E não é que estejam erradas – na mensagem, não no espavento com que a difundem. Já em textos anteriores defendi a total liberalização do aborto, por se tratar de uma questão íntima que apenas à mulher cabe decidir. Sem qualquer interferência da sociedade, até para afugentar hipocrisias diletantes dos que oferecem o peito na causa anti-aborto, mas que depois levam as filhas adolescentes a uma luxuosa clínica estrangeira para remediar as consequências de um acidente não programado.
Defendendo a liberalização do aborto, não consigo concordar com a iniciativa de certos grupelhos nacionais que organizaram a excursão do barco das “Women on waves” até a um porto nacional. Há meios que fazem perder a razão que sustenta uma determinada causa. Vindo de quem vem – basta ver a filiação dos grupelhos que patrocinaram o evento mediático – não é de estranhar. São aqueles que fazem espalhafato acreditando que essa é a melhor forma de agitar as consciências. Crendo que é o melhor método de levar água ao seu moinho, sem se darem conta que exacerbam os antagonismos. São como elefantes em loja de porcelanas. A falta de tacto é a nota dominante, sem perceberem que em vez de congregarem apoios à sua causa apenas têm o condão de dividir e até afastar pessoas que à partida estariam mais perto das causas que defendem.

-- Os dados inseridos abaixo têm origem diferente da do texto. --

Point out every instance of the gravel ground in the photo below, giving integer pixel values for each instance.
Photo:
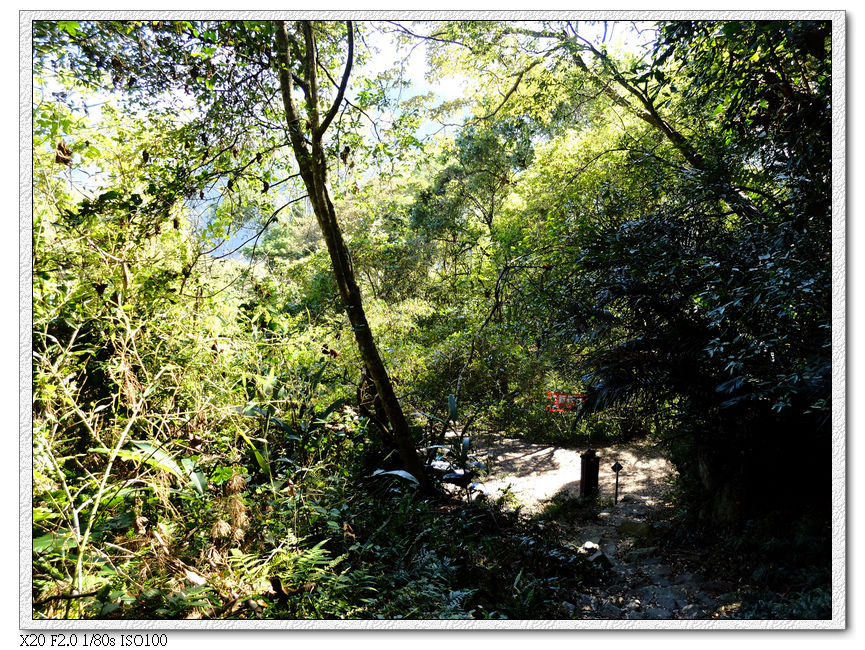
(643, 582)
(534, 473)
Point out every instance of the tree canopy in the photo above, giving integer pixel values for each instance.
(276, 291)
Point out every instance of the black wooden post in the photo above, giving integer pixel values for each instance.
(617, 467)
(589, 466)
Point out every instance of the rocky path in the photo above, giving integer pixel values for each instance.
(642, 581)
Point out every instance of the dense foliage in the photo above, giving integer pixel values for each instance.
(218, 414)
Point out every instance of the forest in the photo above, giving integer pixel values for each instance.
(292, 281)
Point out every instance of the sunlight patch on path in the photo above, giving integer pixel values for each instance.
(532, 474)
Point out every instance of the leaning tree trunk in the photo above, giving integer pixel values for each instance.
(313, 170)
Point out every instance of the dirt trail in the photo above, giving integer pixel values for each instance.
(534, 473)
(642, 581)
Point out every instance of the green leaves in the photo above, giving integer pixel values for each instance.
(153, 455)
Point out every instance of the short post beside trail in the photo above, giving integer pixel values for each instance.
(589, 466)
(617, 467)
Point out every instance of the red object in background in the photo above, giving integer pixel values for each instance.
(565, 401)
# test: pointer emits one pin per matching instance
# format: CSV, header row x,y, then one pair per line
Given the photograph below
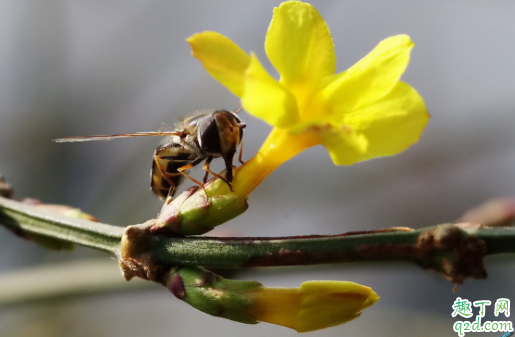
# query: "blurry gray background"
x,y
104,67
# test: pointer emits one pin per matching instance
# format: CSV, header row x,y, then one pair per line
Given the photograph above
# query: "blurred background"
x,y
71,68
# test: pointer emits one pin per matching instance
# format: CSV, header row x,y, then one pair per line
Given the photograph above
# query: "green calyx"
x,y
197,211
211,293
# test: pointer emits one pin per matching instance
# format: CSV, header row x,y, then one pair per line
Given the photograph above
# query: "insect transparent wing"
x,y
110,137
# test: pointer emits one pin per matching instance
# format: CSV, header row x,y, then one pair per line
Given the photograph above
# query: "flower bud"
x,y
315,305
198,210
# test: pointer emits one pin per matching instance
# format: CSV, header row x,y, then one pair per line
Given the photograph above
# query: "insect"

É o folclore do costume. Só falta cativar dezenas de barcos, embarcar neles os indefectíveis da praxe, e fazer um círculo de solidariedade com o barco do aborto, impedido de entrar em águas nacionais. Fazia-se a festa, era oportunidade de agarrar pela enésima vez no estafado chavão da “decisão anti-democrática” (como se eles fossem um fiel da democracia…), tocavam-se músicas de Joan Baez e de outros arautos perdidos na poeira do Woodstock e do Maio de 68. Quando voltassem a terra firme, depois dos enjoos das ondas impiedosas do Atlântico, a consciência tranquila de um contributo inestimável para um mundo mais justo.
Não são apenas eles que apostam em dar tiros no pé. A reacção do governo, protagonizada pelo ministro que tutela o mar, não ficou atrás. Parece um concurso em que os intervenientes apostam para ver quem consegue ir mais longe no radicalismo. Não contesto a decisão de proibir a entrada do barquito em águas portuguesas. É um direito que assiste ao governo, considerando (como considera) que o expediente da “Women on waves” e de quem as convidou foi uma manobra típica de chico-esperto para contornar a proibição legal de praticar o aborto em território nacional. Por mais que isso tenha motivado a repulsa das organizadoras do evento, quem manda no país é o governo, não elas.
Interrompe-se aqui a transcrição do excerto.